2. Link state educational and workforce data systems at the levels of students and skills and invest in statewide capacity to use these data.

  • A 2023 issue brief from the National Institute of Education Sciences analyzed the progress states are making on state longitudinal data systems.25 Twenty-nine states are “operational” in linking education and workforce data systems, and 43 states have been awarded federal Workforce Data Quality Initiative grants from the Department of Labor to “integrate workforce and employment data into longitudinal data systems.”26 To understand the quality of jobs, some states (Indiana and Kentucky) have enhanced the variables in their unemployment and wage record data (including occupational codes, job location, demographics, and other job features besides hours required and wages).27
  • Three states (Alabama, Montana, and Rhode Island) passed legislation in 2023 to codify cross-agency data governance.
  • Virginia provides a model for a strong, sustainable state longitudinal data system that facilitates the integration of economic and workforce development strategies with higher education pathways.28 In 2006 the state’s P-16 Council developed recommendations for establishing a comprehensive education-to-workforce data system that strictly protects the privacy of students.

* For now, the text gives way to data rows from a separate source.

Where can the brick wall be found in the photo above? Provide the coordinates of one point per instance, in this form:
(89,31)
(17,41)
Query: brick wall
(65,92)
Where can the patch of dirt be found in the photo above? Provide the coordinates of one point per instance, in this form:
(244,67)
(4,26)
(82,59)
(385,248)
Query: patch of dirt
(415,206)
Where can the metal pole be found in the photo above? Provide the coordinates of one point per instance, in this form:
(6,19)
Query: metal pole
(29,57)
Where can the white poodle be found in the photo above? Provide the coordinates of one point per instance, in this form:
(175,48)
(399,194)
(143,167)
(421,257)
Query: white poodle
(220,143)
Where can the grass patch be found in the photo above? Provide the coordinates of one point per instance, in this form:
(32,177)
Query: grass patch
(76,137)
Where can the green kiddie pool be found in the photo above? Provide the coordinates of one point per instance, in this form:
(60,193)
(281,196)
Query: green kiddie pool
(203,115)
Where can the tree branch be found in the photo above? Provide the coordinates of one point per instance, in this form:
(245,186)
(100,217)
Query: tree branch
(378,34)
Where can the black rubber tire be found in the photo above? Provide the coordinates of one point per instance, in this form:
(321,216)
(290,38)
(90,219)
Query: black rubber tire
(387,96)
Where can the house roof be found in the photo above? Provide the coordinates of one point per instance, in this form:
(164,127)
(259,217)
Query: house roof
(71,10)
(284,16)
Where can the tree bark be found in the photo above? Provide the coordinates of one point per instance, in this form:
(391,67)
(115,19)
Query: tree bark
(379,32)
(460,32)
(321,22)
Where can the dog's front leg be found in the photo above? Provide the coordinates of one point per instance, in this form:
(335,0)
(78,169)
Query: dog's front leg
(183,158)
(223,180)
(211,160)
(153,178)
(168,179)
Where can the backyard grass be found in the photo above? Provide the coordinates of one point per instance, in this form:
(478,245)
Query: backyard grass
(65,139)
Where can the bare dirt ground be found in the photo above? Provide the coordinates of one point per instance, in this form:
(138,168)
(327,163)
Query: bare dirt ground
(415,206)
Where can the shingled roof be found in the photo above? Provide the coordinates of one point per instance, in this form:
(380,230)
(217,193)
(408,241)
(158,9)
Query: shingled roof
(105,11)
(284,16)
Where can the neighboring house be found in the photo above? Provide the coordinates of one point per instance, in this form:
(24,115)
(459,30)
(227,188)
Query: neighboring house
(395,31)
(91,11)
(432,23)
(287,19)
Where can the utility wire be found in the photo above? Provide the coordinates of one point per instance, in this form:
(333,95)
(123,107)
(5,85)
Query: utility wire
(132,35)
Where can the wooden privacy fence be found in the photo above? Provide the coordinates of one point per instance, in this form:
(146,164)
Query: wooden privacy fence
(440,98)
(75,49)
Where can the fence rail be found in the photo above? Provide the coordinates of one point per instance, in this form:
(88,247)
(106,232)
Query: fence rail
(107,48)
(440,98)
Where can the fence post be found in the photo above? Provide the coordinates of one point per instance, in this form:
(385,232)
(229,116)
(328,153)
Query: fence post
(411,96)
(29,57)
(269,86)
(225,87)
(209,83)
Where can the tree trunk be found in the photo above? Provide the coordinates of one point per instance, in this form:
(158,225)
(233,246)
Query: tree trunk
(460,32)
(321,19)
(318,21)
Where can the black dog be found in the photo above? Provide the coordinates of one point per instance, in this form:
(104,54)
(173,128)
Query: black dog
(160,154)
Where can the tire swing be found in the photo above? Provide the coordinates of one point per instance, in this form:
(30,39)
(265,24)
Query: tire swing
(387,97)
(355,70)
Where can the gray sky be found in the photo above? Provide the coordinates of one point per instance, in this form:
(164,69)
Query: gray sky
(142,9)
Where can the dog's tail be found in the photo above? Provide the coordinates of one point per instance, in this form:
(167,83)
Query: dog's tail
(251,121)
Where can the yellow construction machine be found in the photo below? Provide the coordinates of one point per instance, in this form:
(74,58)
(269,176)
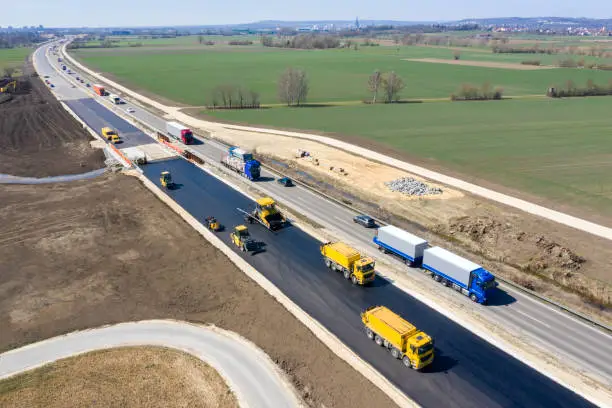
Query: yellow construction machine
(265,213)
(165,179)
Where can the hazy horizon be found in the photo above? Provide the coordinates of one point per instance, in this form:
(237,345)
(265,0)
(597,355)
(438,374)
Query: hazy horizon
(129,13)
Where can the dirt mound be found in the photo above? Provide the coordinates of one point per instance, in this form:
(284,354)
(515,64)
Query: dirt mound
(531,251)
(38,138)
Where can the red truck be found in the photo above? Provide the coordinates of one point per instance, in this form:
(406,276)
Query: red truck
(99,89)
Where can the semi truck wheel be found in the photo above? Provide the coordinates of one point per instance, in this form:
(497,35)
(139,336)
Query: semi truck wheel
(369,333)
(407,362)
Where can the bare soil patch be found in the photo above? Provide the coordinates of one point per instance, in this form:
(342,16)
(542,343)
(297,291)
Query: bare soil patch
(122,377)
(559,262)
(38,138)
(485,64)
(102,251)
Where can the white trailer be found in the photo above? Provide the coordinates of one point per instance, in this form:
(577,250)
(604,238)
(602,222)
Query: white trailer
(402,243)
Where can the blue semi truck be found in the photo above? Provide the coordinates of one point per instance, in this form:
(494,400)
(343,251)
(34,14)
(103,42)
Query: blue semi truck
(242,162)
(447,268)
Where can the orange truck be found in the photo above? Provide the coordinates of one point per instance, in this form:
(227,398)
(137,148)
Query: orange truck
(99,89)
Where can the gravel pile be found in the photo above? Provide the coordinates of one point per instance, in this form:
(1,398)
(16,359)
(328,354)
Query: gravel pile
(410,186)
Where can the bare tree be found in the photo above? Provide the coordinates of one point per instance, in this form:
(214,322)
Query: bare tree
(9,71)
(392,84)
(374,83)
(293,86)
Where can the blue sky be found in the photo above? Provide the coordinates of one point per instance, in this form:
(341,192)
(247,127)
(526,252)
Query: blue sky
(104,13)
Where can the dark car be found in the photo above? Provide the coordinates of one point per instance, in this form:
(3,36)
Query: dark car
(285,181)
(364,220)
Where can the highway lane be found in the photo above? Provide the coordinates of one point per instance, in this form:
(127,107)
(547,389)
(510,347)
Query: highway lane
(467,371)
(339,218)
(249,372)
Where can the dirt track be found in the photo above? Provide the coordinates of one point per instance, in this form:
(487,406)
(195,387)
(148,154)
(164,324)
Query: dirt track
(93,252)
(38,138)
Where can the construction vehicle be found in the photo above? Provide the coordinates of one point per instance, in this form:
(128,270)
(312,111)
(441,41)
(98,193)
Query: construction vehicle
(242,162)
(99,89)
(110,134)
(401,338)
(165,179)
(179,132)
(243,240)
(265,213)
(340,257)
(213,224)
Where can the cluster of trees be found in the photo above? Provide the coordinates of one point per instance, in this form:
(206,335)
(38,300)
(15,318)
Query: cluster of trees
(245,42)
(591,89)
(390,84)
(500,49)
(581,63)
(469,92)
(447,41)
(203,41)
(293,87)
(303,41)
(234,97)
(19,39)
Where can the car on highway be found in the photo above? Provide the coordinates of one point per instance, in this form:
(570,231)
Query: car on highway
(364,220)
(285,181)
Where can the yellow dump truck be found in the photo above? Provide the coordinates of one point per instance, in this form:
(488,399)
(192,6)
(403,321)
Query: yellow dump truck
(110,134)
(340,257)
(404,341)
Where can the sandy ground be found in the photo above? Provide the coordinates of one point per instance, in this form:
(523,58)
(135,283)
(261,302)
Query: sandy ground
(123,377)
(38,138)
(570,266)
(485,64)
(102,251)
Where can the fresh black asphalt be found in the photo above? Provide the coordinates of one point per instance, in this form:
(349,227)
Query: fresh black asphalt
(467,372)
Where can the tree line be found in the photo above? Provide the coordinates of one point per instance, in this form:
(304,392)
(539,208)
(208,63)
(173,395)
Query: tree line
(571,90)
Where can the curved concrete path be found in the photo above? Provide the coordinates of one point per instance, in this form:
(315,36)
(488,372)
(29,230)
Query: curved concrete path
(248,371)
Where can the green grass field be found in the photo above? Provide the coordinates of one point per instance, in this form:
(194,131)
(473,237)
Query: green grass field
(13,57)
(559,149)
(188,76)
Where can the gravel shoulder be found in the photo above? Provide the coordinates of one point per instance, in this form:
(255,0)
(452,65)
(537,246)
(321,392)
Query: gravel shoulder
(95,252)
(130,376)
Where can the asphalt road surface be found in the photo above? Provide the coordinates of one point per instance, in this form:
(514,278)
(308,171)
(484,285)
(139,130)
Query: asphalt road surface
(254,379)
(468,370)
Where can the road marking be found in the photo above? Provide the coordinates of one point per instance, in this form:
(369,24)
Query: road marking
(533,318)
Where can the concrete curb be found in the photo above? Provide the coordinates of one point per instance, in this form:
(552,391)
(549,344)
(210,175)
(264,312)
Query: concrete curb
(331,341)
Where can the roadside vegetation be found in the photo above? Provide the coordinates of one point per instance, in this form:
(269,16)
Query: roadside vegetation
(526,143)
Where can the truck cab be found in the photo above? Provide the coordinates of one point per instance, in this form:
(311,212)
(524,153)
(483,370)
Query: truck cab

Legislation provides ongoing authority and funding to support data sharing between sectors.

3. Invest in outcomes that promote alignment between credentials earned, labor market value, and in-demand skills.

More than 15 states use outcomes-based funding as a policy tool to direct some portion of state resources to institutions to achieve particular student-centered outcomes aligned with state priorities. As state priorities for higher education shift to emphasize not just completion but completion of credentials of value, efforts to prioritize these credentials in state funding models also gain momentum. Louisiana’s outcomes-based funding model for both universities and community colleges includes a specific component on workforce alignment to recognize students who complete credentials in high-demand fields. The metric is directly aligned to “four- and five-star jobs” and fields—high-demand and high-wage jobs identified by the state’s pertinent agencies, the Workforce Investment Council, and Louisiana Economic Development.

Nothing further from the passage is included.